I have feigned familiarity with scientific publications I haven’t read.

I have told other people my convictions, with certainty, then later reversed those convictions.

I have killed 261 lab mice, including one by accident. In doing so, I have learned nothing that would save a human life. [No, not 261. About 20 in high school.]

I can’t get excited about the research to which some of my friends and colleagues have devoted their lives.

I can’t read most scientific papers unless I devote my full attention, usually with a browser window open to look up terms on Wikipedia.

I allow the Internet to distract me.

I have read multiple Michael Crichton novels.

I have taken food from events I did not attend and mooched swag from vendors I did not talk to.

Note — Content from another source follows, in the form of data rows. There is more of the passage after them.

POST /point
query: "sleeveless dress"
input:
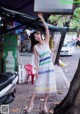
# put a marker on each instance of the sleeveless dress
(45, 83)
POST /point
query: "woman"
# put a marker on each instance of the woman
(45, 83)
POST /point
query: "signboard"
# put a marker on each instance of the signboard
(10, 52)
(54, 6)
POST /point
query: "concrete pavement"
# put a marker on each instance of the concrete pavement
(24, 93)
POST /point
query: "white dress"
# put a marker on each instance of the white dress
(45, 83)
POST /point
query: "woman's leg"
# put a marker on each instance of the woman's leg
(45, 102)
(31, 105)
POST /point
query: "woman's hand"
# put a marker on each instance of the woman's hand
(40, 15)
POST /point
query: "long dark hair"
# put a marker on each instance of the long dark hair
(33, 41)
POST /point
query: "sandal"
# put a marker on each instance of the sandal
(28, 108)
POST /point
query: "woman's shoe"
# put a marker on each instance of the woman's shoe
(28, 108)
(46, 109)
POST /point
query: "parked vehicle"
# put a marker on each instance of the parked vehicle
(8, 82)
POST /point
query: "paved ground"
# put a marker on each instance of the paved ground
(63, 78)
(24, 92)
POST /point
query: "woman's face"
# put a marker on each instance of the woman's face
(37, 36)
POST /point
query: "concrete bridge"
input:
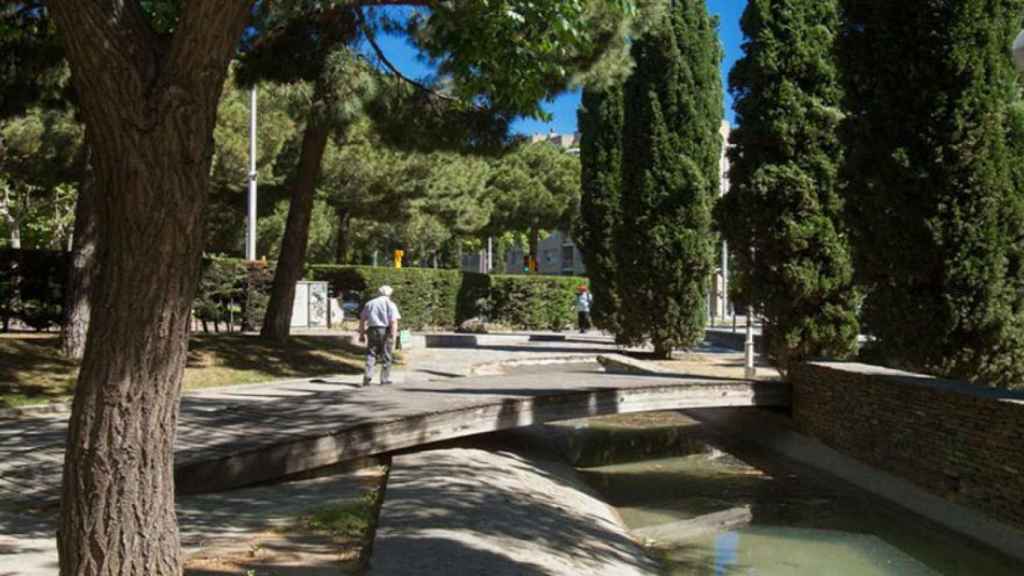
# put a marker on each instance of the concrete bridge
(244, 435)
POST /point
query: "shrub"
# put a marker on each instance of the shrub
(32, 284)
(232, 289)
(430, 297)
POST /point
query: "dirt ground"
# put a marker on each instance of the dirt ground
(729, 365)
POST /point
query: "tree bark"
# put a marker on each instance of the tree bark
(150, 105)
(278, 323)
(82, 270)
(343, 248)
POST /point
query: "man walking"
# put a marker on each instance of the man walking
(379, 328)
(584, 301)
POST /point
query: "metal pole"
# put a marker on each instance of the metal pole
(725, 281)
(750, 370)
(251, 224)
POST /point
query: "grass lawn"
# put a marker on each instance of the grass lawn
(32, 370)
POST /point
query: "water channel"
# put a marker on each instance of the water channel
(710, 504)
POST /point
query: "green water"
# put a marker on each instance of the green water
(793, 521)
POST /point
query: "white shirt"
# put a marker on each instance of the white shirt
(380, 313)
(583, 301)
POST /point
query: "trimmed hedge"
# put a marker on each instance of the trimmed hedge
(232, 289)
(429, 297)
(32, 284)
(535, 302)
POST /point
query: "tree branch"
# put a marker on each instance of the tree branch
(387, 63)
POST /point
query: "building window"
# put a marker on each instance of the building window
(568, 256)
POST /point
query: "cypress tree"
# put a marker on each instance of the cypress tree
(783, 212)
(600, 120)
(671, 153)
(935, 211)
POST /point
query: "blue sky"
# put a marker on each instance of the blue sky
(563, 109)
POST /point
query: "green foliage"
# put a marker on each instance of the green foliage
(933, 197)
(514, 54)
(349, 520)
(32, 65)
(444, 298)
(535, 302)
(537, 187)
(232, 289)
(671, 152)
(270, 231)
(40, 167)
(782, 216)
(600, 121)
(426, 297)
(32, 285)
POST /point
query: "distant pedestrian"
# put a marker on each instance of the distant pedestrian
(379, 328)
(584, 301)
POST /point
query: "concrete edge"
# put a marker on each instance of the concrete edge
(266, 462)
(622, 364)
(480, 369)
(41, 410)
(956, 518)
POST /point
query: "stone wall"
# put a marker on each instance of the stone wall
(960, 442)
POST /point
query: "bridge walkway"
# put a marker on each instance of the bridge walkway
(244, 435)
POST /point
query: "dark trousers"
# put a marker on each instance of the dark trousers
(378, 350)
(584, 321)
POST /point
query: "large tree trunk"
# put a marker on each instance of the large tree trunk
(343, 248)
(150, 105)
(82, 272)
(278, 322)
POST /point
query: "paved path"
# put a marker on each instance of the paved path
(232, 437)
(476, 512)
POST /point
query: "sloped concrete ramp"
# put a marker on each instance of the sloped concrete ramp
(475, 512)
(245, 435)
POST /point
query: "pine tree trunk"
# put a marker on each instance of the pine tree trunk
(118, 509)
(278, 322)
(343, 247)
(82, 272)
(150, 105)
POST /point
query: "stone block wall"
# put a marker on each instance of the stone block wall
(960, 442)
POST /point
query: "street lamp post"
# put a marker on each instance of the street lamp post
(251, 224)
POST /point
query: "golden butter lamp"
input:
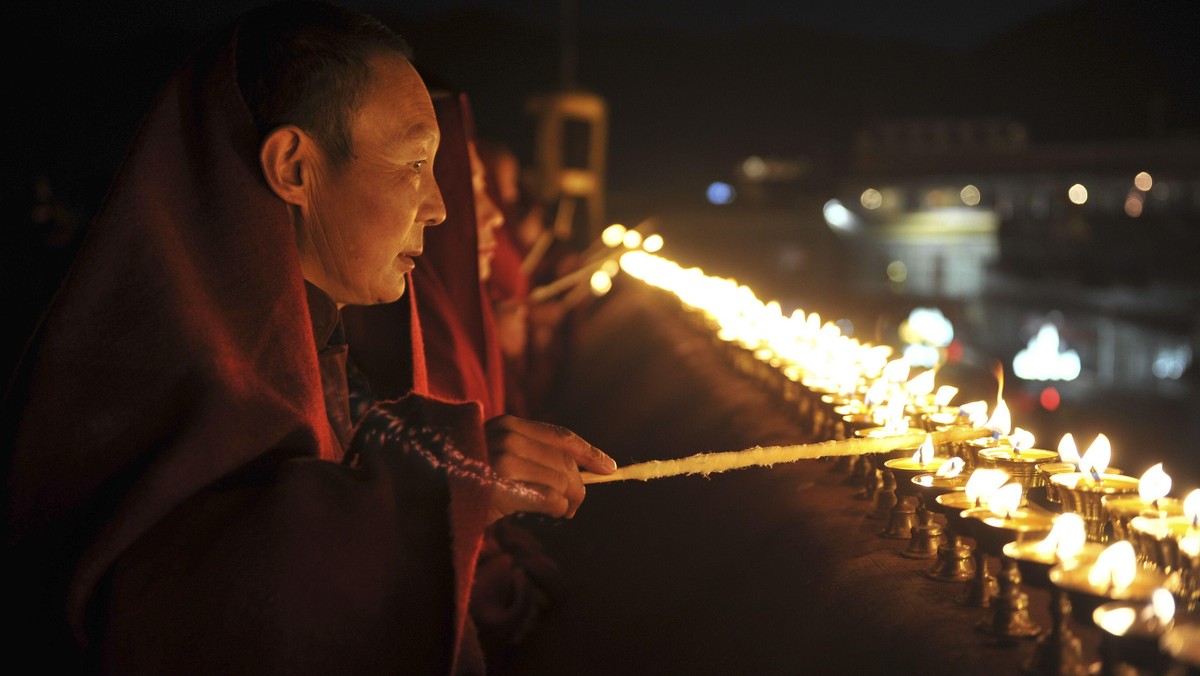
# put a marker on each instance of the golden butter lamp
(1083, 492)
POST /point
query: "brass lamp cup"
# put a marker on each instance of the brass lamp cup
(1020, 466)
(1162, 539)
(905, 470)
(1120, 509)
(1085, 597)
(1135, 645)
(930, 485)
(930, 416)
(972, 448)
(1035, 563)
(994, 531)
(876, 430)
(1080, 494)
(1049, 468)
(856, 422)
(1158, 538)
(952, 506)
(1181, 642)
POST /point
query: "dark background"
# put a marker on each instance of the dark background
(693, 88)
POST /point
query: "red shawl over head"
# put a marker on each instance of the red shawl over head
(168, 474)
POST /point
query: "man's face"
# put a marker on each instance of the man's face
(487, 215)
(365, 220)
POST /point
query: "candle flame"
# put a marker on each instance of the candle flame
(1001, 422)
(951, 468)
(976, 413)
(1115, 568)
(1005, 500)
(1067, 450)
(1192, 507)
(1096, 460)
(1153, 484)
(876, 394)
(921, 386)
(1066, 538)
(983, 483)
(925, 453)
(945, 394)
(1021, 440)
(1163, 605)
(897, 370)
(613, 235)
(1117, 621)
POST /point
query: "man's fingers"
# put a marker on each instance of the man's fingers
(583, 453)
(527, 497)
(522, 470)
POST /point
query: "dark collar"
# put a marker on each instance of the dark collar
(324, 315)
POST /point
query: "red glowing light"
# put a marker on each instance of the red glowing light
(954, 352)
(1050, 399)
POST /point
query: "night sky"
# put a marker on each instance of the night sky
(693, 87)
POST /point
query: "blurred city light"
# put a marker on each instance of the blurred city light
(720, 192)
(838, 216)
(970, 195)
(1042, 360)
(1133, 204)
(871, 198)
(601, 282)
(1077, 193)
(1143, 181)
(613, 235)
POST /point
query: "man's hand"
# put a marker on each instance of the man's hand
(545, 459)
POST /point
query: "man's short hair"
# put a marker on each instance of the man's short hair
(306, 63)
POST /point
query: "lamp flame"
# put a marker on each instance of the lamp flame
(1066, 538)
(976, 413)
(1005, 500)
(1115, 568)
(921, 386)
(1096, 459)
(925, 453)
(1192, 508)
(1153, 484)
(943, 395)
(1067, 450)
(951, 468)
(1001, 422)
(876, 394)
(897, 370)
(983, 483)
(1117, 621)
(1021, 440)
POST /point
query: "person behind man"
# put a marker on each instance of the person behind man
(187, 490)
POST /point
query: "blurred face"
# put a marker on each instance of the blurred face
(365, 219)
(487, 215)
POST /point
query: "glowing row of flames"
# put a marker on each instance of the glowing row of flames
(814, 352)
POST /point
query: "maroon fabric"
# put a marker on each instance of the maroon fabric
(461, 352)
(175, 500)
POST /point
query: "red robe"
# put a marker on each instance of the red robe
(178, 497)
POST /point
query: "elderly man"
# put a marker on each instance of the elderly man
(187, 488)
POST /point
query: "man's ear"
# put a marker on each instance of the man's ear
(283, 156)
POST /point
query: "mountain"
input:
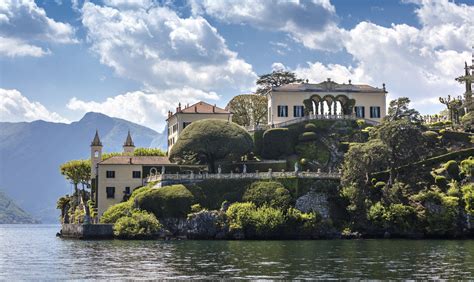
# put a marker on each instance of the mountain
(31, 153)
(11, 213)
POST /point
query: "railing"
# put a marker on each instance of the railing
(253, 175)
(308, 118)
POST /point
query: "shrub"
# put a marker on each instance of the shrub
(309, 127)
(441, 181)
(452, 168)
(307, 136)
(270, 193)
(468, 197)
(115, 212)
(268, 221)
(463, 137)
(467, 167)
(170, 201)
(240, 215)
(140, 224)
(276, 143)
(439, 212)
(379, 184)
(313, 151)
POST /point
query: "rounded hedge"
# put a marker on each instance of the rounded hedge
(308, 136)
(167, 202)
(309, 127)
(276, 143)
(269, 193)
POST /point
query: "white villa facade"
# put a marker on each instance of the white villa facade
(327, 99)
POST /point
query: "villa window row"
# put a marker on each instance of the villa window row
(360, 111)
(282, 111)
(111, 174)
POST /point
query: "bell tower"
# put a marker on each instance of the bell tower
(96, 154)
(128, 146)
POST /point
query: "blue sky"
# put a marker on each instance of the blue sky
(135, 59)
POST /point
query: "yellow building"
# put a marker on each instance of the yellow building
(184, 116)
(327, 99)
(115, 178)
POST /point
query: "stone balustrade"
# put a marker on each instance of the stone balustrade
(254, 175)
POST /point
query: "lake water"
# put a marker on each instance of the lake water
(33, 252)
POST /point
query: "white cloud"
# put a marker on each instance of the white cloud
(12, 47)
(147, 109)
(129, 3)
(420, 63)
(311, 23)
(15, 107)
(164, 51)
(26, 24)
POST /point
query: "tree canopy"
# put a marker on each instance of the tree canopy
(275, 79)
(400, 109)
(249, 109)
(209, 140)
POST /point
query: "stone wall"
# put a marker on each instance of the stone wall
(87, 231)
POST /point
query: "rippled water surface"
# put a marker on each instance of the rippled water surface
(33, 252)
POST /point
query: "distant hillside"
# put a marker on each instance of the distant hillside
(31, 152)
(11, 213)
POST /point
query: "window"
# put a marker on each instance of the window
(374, 112)
(110, 174)
(186, 124)
(110, 192)
(282, 111)
(298, 111)
(360, 111)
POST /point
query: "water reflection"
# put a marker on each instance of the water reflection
(32, 252)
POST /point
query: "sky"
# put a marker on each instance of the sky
(136, 59)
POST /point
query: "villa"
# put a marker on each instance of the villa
(327, 99)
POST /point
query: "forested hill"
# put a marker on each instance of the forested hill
(11, 213)
(31, 152)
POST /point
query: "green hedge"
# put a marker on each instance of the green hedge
(276, 143)
(269, 193)
(457, 136)
(257, 137)
(308, 136)
(169, 201)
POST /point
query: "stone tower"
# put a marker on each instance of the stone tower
(96, 154)
(128, 146)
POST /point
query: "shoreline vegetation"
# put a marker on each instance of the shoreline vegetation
(406, 177)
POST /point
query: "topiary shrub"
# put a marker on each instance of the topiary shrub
(138, 225)
(441, 181)
(269, 193)
(170, 201)
(276, 143)
(309, 127)
(452, 168)
(115, 212)
(379, 184)
(307, 136)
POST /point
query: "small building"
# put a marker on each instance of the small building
(327, 99)
(184, 116)
(115, 178)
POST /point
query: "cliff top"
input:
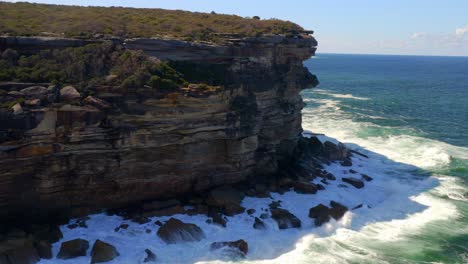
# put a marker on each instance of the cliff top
(28, 19)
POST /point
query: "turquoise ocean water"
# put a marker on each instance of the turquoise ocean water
(413, 111)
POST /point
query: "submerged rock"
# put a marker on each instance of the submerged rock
(357, 183)
(150, 256)
(174, 231)
(69, 93)
(305, 187)
(103, 252)
(285, 219)
(322, 214)
(73, 248)
(226, 198)
(259, 224)
(239, 245)
(337, 210)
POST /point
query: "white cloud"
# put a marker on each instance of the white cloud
(461, 32)
(418, 35)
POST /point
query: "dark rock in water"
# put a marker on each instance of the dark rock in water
(357, 207)
(337, 210)
(330, 176)
(72, 226)
(239, 245)
(305, 187)
(323, 214)
(320, 213)
(354, 182)
(103, 252)
(346, 163)
(122, 226)
(285, 219)
(157, 205)
(218, 219)
(264, 216)
(150, 256)
(366, 177)
(274, 204)
(73, 248)
(227, 198)
(50, 233)
(259, 224)
(177, 209)
(261, 190)
(19, 251)
(174, 231)
(333, 151)
(44, 249)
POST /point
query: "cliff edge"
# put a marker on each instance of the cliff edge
(74, 152)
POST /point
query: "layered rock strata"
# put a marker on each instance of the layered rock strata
(117, 148)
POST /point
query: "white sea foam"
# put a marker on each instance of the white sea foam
(338, 95)
(396, 205)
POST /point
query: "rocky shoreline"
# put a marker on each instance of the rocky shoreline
(217, 205)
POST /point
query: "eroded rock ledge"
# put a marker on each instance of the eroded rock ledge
(81, 154)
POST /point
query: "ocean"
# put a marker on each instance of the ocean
(409, 115)
(412, 113)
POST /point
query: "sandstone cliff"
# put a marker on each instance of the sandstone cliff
(117, 148)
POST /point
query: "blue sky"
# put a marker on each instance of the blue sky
(421, 27)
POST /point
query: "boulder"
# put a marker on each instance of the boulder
(69, 94)
(285, 219)
(323, 214)
(174, 231)
(150, 256)
(32, 102)
(357, 183)
(44, 249)
(305, 187)
(334, 151)
(337, 210)
(258, 224)
(17, 109)
(19, 251)
(103, 252)
(73, 248)
(91, 100)
(366, 177)
(226, 198)
(239, 245)
(320, 213)
(35, 92)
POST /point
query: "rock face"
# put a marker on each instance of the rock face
(121, 147)
(285, 219)
(103, 252)
(239, 245)
(174, 231)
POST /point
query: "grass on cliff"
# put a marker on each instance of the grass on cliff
(28, 19)
(93, 64)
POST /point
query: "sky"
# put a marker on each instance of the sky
(404, 27)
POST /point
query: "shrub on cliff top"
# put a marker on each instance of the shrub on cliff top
(90, 65)
(36, 19)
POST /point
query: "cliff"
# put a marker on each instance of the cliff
(77, 153)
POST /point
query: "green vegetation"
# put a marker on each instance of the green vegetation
(38, 19)
(92, 64)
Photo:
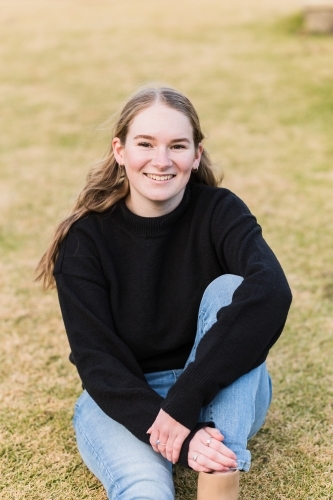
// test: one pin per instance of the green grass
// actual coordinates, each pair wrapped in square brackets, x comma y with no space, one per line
[263,90]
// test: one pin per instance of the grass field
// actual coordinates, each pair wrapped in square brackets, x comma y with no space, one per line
[264,91]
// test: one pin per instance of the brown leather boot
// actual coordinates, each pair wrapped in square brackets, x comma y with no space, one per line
[218,486]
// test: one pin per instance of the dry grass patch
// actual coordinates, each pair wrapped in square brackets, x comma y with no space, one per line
[264,92]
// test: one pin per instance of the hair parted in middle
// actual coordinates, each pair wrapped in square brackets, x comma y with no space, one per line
[107,182]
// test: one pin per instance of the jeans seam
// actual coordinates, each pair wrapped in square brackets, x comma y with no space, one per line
[96,455]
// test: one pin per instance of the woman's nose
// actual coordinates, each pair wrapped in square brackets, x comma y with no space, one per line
[161,158]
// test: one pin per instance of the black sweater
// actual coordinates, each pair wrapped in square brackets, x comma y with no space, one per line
[130,288]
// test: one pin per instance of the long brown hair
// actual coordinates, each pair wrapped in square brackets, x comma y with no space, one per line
[107,183]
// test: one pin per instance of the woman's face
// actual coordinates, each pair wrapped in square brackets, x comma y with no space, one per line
[158,156]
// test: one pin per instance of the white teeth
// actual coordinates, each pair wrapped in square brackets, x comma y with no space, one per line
[159,177]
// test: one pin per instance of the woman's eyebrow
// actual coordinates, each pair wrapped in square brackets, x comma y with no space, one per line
[151,138]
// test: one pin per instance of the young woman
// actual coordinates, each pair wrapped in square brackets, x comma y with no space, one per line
[171,300]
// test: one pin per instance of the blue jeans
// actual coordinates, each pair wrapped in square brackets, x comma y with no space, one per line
[130,469]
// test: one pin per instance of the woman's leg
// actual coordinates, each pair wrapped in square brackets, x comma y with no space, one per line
[128,468]
[239,410]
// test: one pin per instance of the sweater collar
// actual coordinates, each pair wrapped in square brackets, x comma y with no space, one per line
[150,227]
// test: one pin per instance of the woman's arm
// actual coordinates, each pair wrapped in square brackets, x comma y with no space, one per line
[247,328]
[108,369]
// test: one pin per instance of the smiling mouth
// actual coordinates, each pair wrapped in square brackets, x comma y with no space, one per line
[158,177]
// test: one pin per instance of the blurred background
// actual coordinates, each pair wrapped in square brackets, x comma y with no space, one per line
[262,84]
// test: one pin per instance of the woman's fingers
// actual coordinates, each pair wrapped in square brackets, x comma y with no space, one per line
[208,452]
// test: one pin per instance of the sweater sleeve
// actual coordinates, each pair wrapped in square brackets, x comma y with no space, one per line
[247,328]
[107,367]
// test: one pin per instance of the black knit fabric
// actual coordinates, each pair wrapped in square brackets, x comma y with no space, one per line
[130,288]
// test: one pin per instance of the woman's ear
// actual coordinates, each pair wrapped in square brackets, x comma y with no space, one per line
[198,154]
[118,150]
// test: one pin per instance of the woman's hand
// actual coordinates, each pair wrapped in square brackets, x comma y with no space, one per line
[209,452]
[171,435]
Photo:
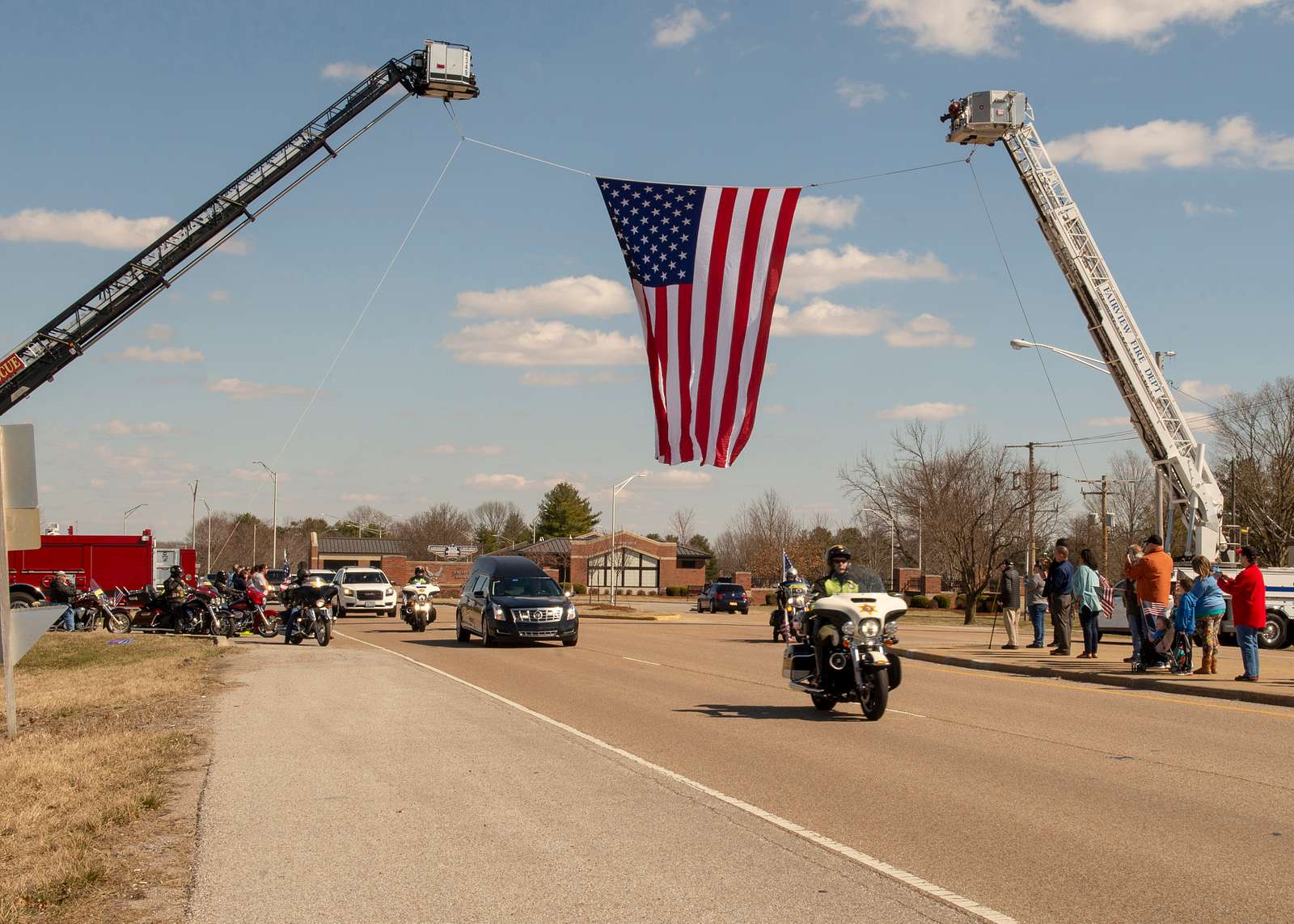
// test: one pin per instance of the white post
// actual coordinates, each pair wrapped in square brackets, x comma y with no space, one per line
[6,618]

I have used big science words to sound important to colleagues.

I have used big science words to sound important to students.

I have used big science words to sound important to my 3-year-old daughter.

I sometimes avoid foods containing ingredients science has proved harmless, just because the label for an alternative has a drawing of a tree.

I have miserably failed exams in the exact field I chose to study.

I own large science textbooks I have scarcely used. I have kept them “for reference” even though I know I’ll never use them again. I intend to keep them “for reference” until I die.

I have abandoned experiments because they did not yield results right away.

I own no wacky science ties.

I want everyone to like me.

I have known professors who celebrate milestone birthdays by organizing daylong seminars about their field of study. To me, no way of spending a birthday sounds less appealing.

Sometimes science feels like it’s made of the same politics, pettiness, and ridiculousness that underlie any other job. [Absolutely!]

I decry the portrayal of scientists in films, then pay money to go see more films with scientists in them.

I have worked as a teaching assistant for classes in which I did not understand the material.

I have taught facts and techniques to students that I only myself learned the day before.

I find science difficult.

I have delusions that people will read this confession and applaud my bravery for identifying a universal fear.

I am afraid that people will read this confession and angrily oust me from science, which I love. [Yes, Maybe.]